Scott,
I implemented a system exactly like this for the app in my signature below.
Basically the system stores metadata containing each view definition and the
joins between them. When someone needs to alter a view, say to remove a column,
a DROP CASCADE is performed then each view is recreated in turn *in the correct
order*. Everything's in a transaction, so a failure of recreation will roll
back to the original state. This can of course happen if for example a column
is deleted which other views use. This method is only used if the original
attempt fails due to dependency errors - some view updates can work just fine
anyway.
I can point you to the relevant code in GitHub if you're interested (it's Java).
Regards
Oliver Kohll
oli...@agilebase.co.uk / +44(0)7814 828608 / skype:okohll
www.agilebase.co.uk - software
www.gtwm.co.uk - company
On 24 Apr 2010, at 13:01, Scott Bailey arta...@comcast.net wrote:
Using views in Postgres can be a painful process.
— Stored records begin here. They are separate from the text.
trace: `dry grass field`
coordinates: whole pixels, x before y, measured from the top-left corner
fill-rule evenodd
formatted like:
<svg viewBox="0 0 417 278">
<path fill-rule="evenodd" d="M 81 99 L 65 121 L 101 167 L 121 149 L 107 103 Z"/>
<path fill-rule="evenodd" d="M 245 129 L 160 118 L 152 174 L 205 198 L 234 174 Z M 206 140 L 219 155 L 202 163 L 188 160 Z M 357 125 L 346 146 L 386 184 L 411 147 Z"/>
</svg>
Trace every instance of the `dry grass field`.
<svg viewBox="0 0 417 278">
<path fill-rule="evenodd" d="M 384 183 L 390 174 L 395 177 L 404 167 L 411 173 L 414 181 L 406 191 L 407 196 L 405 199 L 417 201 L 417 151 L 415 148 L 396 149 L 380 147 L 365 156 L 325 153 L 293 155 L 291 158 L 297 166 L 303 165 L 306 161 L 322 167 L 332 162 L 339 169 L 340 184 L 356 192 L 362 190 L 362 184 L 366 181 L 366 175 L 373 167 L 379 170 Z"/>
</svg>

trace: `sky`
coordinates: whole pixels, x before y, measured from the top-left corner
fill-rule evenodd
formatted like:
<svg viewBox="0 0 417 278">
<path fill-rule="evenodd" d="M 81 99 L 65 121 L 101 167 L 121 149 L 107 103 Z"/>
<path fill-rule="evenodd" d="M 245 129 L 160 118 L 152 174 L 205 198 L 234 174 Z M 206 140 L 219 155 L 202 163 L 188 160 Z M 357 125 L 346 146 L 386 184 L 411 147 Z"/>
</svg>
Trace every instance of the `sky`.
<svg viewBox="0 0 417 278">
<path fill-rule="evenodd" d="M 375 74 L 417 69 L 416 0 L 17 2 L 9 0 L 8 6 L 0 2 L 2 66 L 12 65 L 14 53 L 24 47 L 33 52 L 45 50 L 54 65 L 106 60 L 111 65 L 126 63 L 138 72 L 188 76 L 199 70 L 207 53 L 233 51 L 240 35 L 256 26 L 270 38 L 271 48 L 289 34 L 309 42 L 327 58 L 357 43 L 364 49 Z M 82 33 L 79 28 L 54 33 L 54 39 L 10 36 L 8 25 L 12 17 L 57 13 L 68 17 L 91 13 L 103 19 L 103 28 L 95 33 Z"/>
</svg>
Changing a column in a base
table will require you to drop all views that depend on it, and all views
that depend on those views and so on.
My coworker was complaining this morning that he now has a bunch of queries
where a view is joined back on the original table to add a column that was
missing from the view. It was easier to do this than to drop the view and all
of it's dependencies and then find all the source code and rebuild all of the
views in the correct order.
So my thought was to create an invalid objects table to store the source and
dependencies (and possibly permissions) when a DDL change invalidates a view
or a function. And later you can call a procedure that (tries to) rebuild
those invalid objects.
My initial plan of attack is to just create a function that stores the
information required to rebuild the dependencies before dropping them.
Something like:
store_and_drop('my_view_name')
I'm thinking that ultimately it would be nice if postgres could do this
automatically. Maybe:
DROP my_view_name CASCADE WITH RESTORE
So before I begin, has anyone already done this? And does anyone have any
advice as to how it may best be done?